Parchive/par2cmdline

A better error correcting code

vapniks opened this issue · 5 comments

Just throwing this out there in case anyone's interested.
New mathematical research finds better error correcting codes: https://www.quantamagazine.org/researchers-defeat-randomness-to-create-ideal-code-20211124/

Yeah, I saw that. I couldn't make heads or tails of it.

If you can explain it and its value to our users, I'm all ears.

@vapniks If you can explain it and its value to our users, I'm all ears.

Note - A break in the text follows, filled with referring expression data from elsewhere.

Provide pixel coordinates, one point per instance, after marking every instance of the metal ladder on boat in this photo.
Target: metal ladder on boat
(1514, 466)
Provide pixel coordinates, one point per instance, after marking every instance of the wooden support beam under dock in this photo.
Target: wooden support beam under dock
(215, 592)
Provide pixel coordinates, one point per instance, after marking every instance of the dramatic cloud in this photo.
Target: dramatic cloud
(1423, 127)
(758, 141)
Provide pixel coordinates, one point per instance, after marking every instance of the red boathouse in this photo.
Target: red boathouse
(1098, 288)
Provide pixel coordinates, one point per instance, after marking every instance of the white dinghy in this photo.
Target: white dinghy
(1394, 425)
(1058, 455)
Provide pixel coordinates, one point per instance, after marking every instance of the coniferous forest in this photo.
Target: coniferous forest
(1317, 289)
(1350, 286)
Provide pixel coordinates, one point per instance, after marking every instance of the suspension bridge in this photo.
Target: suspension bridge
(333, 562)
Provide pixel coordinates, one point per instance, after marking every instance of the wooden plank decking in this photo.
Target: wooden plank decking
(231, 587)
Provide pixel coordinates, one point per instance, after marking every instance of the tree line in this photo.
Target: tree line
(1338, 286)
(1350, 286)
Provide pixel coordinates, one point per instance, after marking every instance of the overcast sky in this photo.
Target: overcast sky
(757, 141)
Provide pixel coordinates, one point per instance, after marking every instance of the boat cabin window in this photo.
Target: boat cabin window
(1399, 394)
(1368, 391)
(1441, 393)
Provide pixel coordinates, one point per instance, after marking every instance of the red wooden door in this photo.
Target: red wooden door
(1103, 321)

I don't know the details of the algorithm, but on page 2 of that paper it says it can produce, for any given code rate (proportion of data bits to total bits), good error correcting codes that are almost optimal wrt the Gilbert-Varshamov bound: https://en.wikipedia.org/wiki/Gilbert%E2%80%93Varshamov_bound
So I guess this probably means using this algorithm you could squeeze more data onto the disk than a Reed-Solomon code with the same error-correcting ability.
Sorry I can't offer any more help, but perhaps the authors of that paper might be able to assist if anyone is thinking of trying to implement it.

Reed-Solomon is optimal when it comes to error-correcting ability for a given block size. With K recovery blocks, you can always recover K or fewer errors.

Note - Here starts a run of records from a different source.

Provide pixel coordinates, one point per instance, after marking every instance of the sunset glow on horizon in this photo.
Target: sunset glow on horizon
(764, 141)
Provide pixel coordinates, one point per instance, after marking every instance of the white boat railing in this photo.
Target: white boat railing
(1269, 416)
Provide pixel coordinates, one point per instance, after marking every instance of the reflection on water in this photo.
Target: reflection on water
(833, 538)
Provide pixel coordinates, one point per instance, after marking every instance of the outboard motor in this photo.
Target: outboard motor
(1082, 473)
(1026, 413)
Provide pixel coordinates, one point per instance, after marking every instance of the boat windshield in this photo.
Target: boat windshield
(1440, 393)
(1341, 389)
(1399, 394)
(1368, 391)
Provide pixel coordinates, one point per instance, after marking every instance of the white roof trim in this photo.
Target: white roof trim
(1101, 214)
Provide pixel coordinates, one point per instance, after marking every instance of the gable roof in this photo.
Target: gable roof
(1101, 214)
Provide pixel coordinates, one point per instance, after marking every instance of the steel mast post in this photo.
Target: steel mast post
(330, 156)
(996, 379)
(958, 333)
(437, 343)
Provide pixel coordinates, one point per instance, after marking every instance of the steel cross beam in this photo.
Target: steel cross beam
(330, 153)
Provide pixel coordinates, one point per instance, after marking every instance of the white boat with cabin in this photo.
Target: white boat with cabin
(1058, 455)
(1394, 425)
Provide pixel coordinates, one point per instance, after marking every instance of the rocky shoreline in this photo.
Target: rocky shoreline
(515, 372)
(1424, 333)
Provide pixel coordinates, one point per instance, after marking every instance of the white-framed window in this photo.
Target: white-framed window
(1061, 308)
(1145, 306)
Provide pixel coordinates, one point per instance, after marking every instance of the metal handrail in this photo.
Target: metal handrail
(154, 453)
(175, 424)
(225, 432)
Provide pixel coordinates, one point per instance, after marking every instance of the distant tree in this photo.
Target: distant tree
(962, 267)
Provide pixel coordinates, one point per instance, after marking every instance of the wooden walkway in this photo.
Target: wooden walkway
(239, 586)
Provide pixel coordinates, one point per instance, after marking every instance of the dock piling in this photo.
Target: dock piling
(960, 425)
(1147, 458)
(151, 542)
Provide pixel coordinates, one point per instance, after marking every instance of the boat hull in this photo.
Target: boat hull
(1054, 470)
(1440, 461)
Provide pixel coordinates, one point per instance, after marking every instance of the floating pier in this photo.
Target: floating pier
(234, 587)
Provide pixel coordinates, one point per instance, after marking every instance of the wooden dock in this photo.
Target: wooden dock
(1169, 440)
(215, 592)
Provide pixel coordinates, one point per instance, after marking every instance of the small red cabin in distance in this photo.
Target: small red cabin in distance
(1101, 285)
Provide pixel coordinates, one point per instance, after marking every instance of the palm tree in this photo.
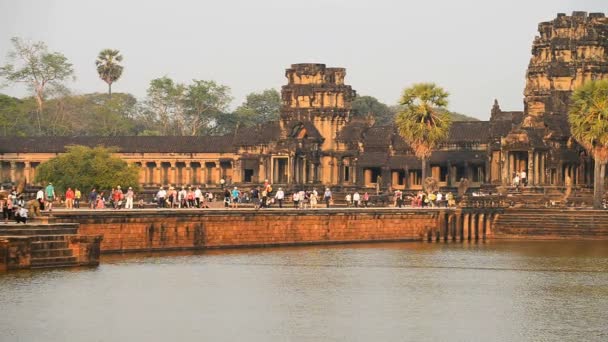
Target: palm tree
(108, 68)
(424, 121)
(588, 117)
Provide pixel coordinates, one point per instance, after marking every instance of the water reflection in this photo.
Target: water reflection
(499, 291)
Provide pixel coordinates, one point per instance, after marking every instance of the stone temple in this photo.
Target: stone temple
(319, 142)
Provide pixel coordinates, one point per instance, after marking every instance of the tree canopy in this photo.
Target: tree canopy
(369, 105)
(424, 123)
(588, 118)
(86, 168)
(33, 65)
(259, 108)
(108, 66)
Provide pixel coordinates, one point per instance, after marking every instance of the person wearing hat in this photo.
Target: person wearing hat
(160, 197)
(21, 214)
(118, 196)
(49, 192)
(236, 194)
(129, 196)
(280, 197)
(327, 197)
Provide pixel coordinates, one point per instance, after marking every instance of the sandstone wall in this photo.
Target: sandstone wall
(170, 229)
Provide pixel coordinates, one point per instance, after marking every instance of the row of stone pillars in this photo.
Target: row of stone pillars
(462, 226)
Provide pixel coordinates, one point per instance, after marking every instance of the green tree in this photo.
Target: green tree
(164, 107)
(423, 123)
(34, 65)
(588, 117)
(204, 102)
(368, 105)
(86, 168)
(259, 108)
(108, 67)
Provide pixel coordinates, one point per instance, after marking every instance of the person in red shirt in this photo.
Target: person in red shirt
(117, 196)
(69, 199)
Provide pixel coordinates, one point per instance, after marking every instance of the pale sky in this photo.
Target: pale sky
(477, 50)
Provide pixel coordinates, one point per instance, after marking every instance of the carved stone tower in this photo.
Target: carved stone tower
(569, 51)
(317, 94)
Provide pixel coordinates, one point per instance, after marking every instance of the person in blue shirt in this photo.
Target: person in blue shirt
(235, 197)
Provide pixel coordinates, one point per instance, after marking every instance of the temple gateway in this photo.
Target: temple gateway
(318, 140)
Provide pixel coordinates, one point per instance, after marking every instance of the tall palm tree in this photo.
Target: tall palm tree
(108, 66)
(588, 117)
(424, 121)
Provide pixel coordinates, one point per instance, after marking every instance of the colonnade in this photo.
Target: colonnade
(17, 171)
(462, 226)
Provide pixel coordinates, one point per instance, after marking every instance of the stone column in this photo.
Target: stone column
(142, 173)
(505, 167)
(481, 226)
(172, 173)
(459, 222)
(217, 173)
(187, 174)
(13, 172)
(466, 227)
(204, 173)
(27, 172)
(530, 171)
(157, 173)
(237, 172)
(542, 168)
(262, 170)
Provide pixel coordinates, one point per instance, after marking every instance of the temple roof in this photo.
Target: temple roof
(131, 144)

And, in fact, for large K, a random code gets very very close to that bound. Turbocodes and some others are based around the idea that a random code gets very very close to that bound.

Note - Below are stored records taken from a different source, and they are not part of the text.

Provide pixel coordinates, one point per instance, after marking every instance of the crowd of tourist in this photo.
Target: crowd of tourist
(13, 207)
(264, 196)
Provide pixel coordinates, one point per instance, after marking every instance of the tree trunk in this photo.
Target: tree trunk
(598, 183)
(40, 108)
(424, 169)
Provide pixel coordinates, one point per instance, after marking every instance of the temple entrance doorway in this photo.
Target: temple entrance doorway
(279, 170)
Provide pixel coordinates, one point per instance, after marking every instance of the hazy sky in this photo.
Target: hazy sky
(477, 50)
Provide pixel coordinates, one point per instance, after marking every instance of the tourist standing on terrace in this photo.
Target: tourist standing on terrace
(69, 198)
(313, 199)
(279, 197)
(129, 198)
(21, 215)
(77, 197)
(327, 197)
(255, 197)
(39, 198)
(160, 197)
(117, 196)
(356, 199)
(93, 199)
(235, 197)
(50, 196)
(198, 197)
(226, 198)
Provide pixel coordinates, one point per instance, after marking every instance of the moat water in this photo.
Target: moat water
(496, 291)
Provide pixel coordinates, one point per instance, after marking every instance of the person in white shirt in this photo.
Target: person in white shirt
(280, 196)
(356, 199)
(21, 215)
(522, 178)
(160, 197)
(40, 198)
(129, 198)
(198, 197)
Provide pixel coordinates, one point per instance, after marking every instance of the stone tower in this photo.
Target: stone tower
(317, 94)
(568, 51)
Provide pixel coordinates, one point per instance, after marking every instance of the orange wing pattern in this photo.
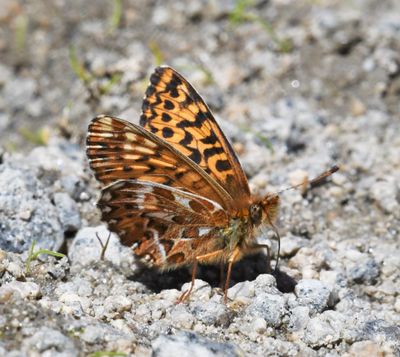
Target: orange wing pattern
(119, 150)
(174, 111)
(165, 225)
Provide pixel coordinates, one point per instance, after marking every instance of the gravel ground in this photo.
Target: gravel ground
(296, 86)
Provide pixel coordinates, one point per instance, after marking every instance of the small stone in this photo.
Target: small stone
(190, 344)
(15, 269)
(67, 211)
(362, 268)
(357, 107)
(46, 341)
(86, 248)
(365, 349)
(117, 304)
(259, 325)
(268, 306)
(298, 177)
(181, 318)
(210, 312)
(71, 299)
(27, 289)
(324, 329)
(242, 291)
(291, 244)
(397, 304)
(385, 193)
(314, 294)
(201, 290)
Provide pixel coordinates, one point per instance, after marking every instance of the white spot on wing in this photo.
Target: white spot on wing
(204, 231)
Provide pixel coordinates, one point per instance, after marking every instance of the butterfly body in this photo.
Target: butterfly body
(174, 189)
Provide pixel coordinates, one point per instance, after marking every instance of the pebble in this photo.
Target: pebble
(385, 193)
(68, 212)
(324, 329)
(210, 312)
(26, 289)
(182, 318)
(190, 344)
(365, 349)
(201, 290)
(86, 248)
(314, 294)
(49, 342)
(268, 306)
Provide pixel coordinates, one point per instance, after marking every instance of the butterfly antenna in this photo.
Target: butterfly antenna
(315, 181)
(278, 236)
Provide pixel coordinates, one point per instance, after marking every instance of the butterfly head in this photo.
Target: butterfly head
(264, 210)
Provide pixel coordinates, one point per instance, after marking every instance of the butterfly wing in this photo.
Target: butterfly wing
(165, 225)
(174, 111)
(118, 149)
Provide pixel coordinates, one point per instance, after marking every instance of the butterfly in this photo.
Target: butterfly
(174, 189)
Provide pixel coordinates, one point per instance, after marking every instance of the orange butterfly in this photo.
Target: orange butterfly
(176, 192)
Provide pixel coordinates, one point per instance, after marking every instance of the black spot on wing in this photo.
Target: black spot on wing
(195, 156)
(212, 151)
(168, 105)
(165, 117)
(167, 132)
(223, 165)
(143, 120)
(187, 139)
(210, 139)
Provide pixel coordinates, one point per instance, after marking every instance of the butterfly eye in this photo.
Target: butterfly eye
(255, 214)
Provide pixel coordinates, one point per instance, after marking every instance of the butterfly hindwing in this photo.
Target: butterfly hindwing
(118, 150)
(161, 223)
(174, 111)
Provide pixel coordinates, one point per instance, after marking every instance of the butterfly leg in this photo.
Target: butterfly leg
(221, 274)
(231, 260)
(186, 294)
(257, 249)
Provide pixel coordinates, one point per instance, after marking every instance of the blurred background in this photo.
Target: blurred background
(296, 86)
(255, 61)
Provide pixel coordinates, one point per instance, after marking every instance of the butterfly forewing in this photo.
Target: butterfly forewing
(164, 224)
(118, 150)
(174, 111)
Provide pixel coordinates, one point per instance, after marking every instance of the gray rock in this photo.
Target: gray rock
(361, 268)
(86, 248)
(268, 306)
(67, 211)
(49, 342)
(299, 318)
(385, 194)
(27, 214)
(324, 329)
(25, 289)
(210, 312)
(191, 345)
(313, 294)
(19, 91)
(181, 317)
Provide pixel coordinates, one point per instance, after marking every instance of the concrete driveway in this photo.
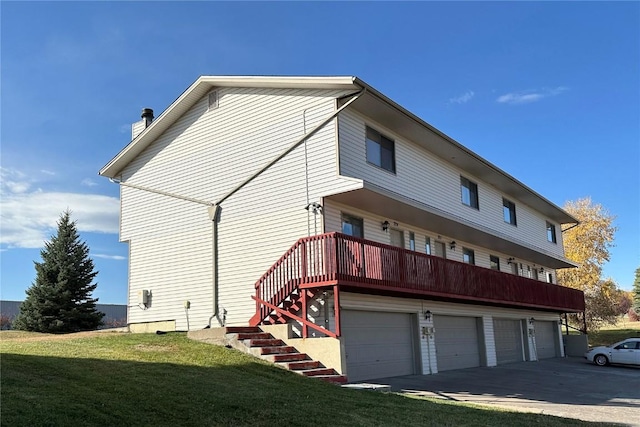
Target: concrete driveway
(565, 387)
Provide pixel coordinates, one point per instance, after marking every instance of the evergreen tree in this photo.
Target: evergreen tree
(60, 299)
(636, 292)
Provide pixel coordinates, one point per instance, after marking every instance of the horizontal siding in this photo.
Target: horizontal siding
(429, 179)
(204, 155)
(373, 231)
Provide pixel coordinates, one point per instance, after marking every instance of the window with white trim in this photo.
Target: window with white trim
(509, 212)
(469, 193)
(551, 233)
(380, 150)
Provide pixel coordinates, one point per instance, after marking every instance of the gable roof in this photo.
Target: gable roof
(372, 104)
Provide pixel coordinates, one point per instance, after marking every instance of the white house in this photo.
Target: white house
(319, 203)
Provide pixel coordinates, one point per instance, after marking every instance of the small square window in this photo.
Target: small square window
(509, 212)
(213, 100)
(469, 192)
(380, 150)
(551, 233)
(352, 226)
(494, 262)
(468, 256)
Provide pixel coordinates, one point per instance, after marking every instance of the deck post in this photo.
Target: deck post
(303, 300)
(336, 308)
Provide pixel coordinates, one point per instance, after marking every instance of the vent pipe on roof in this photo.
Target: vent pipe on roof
(147, 116)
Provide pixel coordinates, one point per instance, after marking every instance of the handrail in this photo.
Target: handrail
(335, 258)
(297, 318)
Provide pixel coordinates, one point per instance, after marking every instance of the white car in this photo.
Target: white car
(625, 352)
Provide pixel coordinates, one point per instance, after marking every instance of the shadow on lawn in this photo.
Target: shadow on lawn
(58, 391)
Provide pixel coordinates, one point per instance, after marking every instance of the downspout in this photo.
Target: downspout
(214, 208)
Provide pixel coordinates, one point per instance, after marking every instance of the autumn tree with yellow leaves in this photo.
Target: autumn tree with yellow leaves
(588, 246)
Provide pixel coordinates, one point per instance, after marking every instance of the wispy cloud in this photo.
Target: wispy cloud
(114, 257)
(29, 217)
(462, 99)
(529, 96)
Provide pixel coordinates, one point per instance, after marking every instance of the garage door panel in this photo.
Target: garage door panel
(378, 344)
(457, 344)
(546, 339)
(507, 334)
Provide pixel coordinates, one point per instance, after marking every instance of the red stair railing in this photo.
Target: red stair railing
(334, 259)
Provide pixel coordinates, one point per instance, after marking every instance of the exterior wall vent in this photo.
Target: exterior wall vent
(213, 100)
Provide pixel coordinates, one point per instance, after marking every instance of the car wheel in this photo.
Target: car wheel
(601, 360)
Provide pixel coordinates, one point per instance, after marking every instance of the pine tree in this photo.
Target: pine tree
(60, 298)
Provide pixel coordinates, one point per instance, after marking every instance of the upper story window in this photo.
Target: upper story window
(352, 226)
(509, 212)
(494, 262)
(469, 191)
(551, 233)
(468, 256)
(381, 150)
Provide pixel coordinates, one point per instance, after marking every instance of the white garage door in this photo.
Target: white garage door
(378, 344)
(508, 338)
(456, 342)
(546, 333)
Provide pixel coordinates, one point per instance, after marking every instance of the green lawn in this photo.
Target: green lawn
(118, 379)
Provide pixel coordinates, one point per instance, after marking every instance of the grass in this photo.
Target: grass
(110, 379)
(612, 334)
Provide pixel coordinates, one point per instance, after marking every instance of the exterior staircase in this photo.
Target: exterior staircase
(264, 345)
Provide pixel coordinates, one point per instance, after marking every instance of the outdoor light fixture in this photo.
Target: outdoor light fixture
(314, 207)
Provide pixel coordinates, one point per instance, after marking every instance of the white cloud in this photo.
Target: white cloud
(529, 96)
(114, 257)
(462, 99)
(30, 217)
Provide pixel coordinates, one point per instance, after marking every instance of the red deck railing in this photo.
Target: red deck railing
(359, 264)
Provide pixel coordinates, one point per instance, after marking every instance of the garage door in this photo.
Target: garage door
(378, 344)
(546, 333)
(508, 338)
(456, 342)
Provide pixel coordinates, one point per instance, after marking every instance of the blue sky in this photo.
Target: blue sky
(549, 92)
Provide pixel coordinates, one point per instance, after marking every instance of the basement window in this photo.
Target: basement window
(213, 100)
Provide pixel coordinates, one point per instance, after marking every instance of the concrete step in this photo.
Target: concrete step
(302, 365)
(318, 371)
(288, 357)
(271, 342)
(253, 336)
(334, 379)
(277, 350)
(242, 329)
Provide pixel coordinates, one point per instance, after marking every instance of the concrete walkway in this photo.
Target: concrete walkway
(568, 387)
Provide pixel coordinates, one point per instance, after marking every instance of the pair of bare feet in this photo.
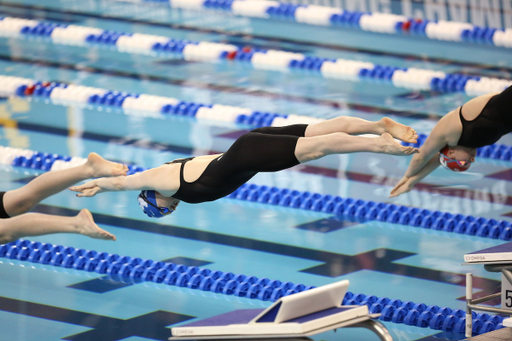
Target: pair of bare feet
(392, 130)
(97, 167)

The Quanta article talks and the paper say the big difference with this code is that it is a locally testable code. I'm not sure exactly what that means. I think it means that you can look at a handful of bytes in a block and be pretty sure if it is good or bad. Or, it may mean that looking at a few bytes will tell you if the whole input set is recoverable. I'm not sure.

Thanks for letting us know about it. But I don't think we'll be including it in Parchive 3.0.